Биплан ушёл в крутую спираль и испытывал, наверное, сильную перегрузку, хотя издали казалось, что он едва ползёт на фоне пасторальных летних облаков. Ветер был прохладный, и мы начинали потихоньку мёрзнуть, хотя уходить ещё не хотелось. Мы были сокрыты заросями колючего кустарника неподалёку от одинокого тополя. Воды залива находились в каких-то метрах от нас, но плеска волн слышно не было. Только кузнечики стрекотали где-то среди шелестящего тростника. Я подумал, что мне нужно научиться у Хэма лаконизму и впредь воздержаться от шелестящих кузнечиков да пасторальных облаков.

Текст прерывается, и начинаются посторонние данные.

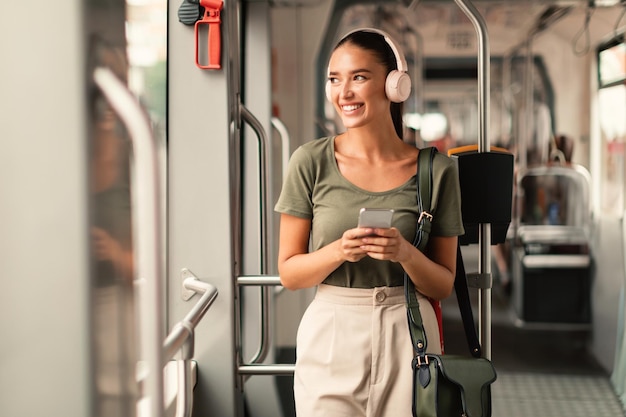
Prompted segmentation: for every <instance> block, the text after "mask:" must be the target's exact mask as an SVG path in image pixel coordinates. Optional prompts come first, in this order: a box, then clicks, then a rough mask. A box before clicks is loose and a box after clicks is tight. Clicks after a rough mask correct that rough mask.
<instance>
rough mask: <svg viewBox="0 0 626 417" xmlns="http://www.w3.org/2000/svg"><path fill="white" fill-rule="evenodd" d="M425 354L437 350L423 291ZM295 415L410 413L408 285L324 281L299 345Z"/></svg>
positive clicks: (433, 325) (377, 414)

Говорили ещё. Говорили обо всём, что я написал выше. Говорили и об этой фразе, с которой я начал, которой и закончу. Но больше думали - мне казалось, что об одном и том же, но, скорее всего, я бы страшно удивился, когда бы узнал, о чём она думает на самом деле. Наверное, я переставал существовать для неё, когда смолкал. Я же думал о том, что горе делает человека человеком. Что мы не вспоминали бы сейчас Хемингуэя, не попади он на войну, если бы его не прошило двумястами осколками в Италии, когда он был младше меня. О том, что из ста Ремарков лишь один выжил на Западном фронте, чтобы рассказать об этом миру, но был услышан лишь теми, кого отправляют в бой, а не теми, кто отправляет - как и все прочие Киплинги, Хемингуэи, Сарояны, Лавренёвы, Платоновы, Симоновы... Я думал о том, что мне страшно, что и я, наверное, пропаду, и не будет никакой жизни после "горя", каким бы оно ни явилось мне - необязательно войной или смертью, ведь это горе с привкусом счастья и есть - сама жизнь. Что я не умею и боюсь бороться до конца, без смысла, без цели, а вот она будто бы уже научилась этому, через что-то очень важное прошла, что не сломало её, хотя могло сломать и сломало - ещё девяносто девять таких же, как она. Но теперь она ко всему готова, и может быть, потому так задумчива и грустна сейчас - от осознания тяжести своей судьбы, своей участи, своей обречённости на жизнь. Мне же было легко - я чувствовал, что не вынесу этой тяжести, что меня не останется совсем. Когда я читал про гражданскую войну, мне казалось, что в прошлой жизни я был юнкером и мечтал умереть за царя - а умер от тифа в середине восемнадцатого, даже не встретившись с красными, едва застав только самый первый порыв нахлынувшей бури - и этому юнкеру можно было бы позавидовать. Но то - я, а она теперь не сможет никогда отступить, она останется, дойдёт до конца и... когда-нибудь расскажет - об этом тростнике, об этом биплане, об этой молодости и, может быть, даже немного и обо мне. Мне стало приятно и тепло от этого, несмотря на прохладный ветер и на что-то грозное и необъятное, горькое и яростное, отчаянное, прекрасное и страшное впереди.

Мы были молоды, и горе ещё не коснулось нас.